Analyse de l’Osec: «Le savoir-faire suisse est très prisé en Russie»

Interview de Leo Ribeli, responsable du Swiss Business Hub Russia, à propos des opportunités commerciales qui s’offrent aux entreprises suisses dans la perspective des grands événements sportifs internationaux. Il dévoile aussi certaines exigences du marché russe qu’il convient de considérer avec attention si l’on ne veut pas se faire déloger par la concurrence.

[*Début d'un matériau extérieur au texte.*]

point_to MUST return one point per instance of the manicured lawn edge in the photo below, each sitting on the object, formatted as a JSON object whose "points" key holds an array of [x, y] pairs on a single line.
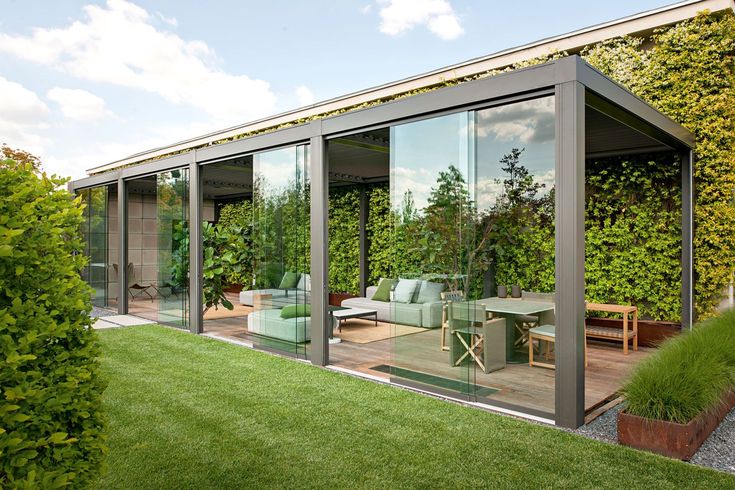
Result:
{"points": [[189, 411]]}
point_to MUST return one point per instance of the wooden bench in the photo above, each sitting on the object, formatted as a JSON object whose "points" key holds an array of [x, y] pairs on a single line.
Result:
{"points": [[625, 335]]}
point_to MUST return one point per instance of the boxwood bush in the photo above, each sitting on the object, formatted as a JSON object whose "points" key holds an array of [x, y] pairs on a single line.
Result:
{"points": [[688, 375], [51, 429]]}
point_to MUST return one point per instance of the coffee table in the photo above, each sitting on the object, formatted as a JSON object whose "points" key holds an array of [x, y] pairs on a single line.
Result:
{"points": [[347, 313]]}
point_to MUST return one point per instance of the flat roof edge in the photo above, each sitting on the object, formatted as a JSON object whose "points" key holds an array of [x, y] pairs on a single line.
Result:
{"points": [[637, 23]]}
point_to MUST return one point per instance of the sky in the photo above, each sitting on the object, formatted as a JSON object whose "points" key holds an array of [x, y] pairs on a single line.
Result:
{"points": [[87, 82]]}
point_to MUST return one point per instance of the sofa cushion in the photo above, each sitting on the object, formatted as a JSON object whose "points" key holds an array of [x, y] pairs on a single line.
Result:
{"points": [[293, 311], [405, 290], [383, 292], [406, 313], [429, 291], [290, 280], [270, 324]]}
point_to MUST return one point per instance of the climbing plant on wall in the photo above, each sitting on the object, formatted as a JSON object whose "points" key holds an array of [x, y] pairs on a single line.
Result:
{"points": [[344, 245], [689, 74]]}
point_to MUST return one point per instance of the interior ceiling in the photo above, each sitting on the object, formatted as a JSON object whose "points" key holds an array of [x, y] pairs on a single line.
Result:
{"points": [[363, 157], [228, 180], [605, 136]]}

Comment les PME doivent-elles procéder pour décrocher un contrat dans le cadre de la coupe du monde de la FIFA 2018?
Leo Ribeli: pour commencer il faut prêter une attention particulière aux appels d’offres publics. Pour faire affaire en Russie, il convient également de s’attacher les services d’un partenaire dynamique, sans quoi la partie pourrait capoter. Ce type de partenaire a généralement une meilleure compréhension de l’environnement commercial, en particulier lorsque la sécurité juridique fait défaut. Avec l’appui d’un partenaire fort, on a de meilleures chances de succès, même si celui-ci n’est pas garanti.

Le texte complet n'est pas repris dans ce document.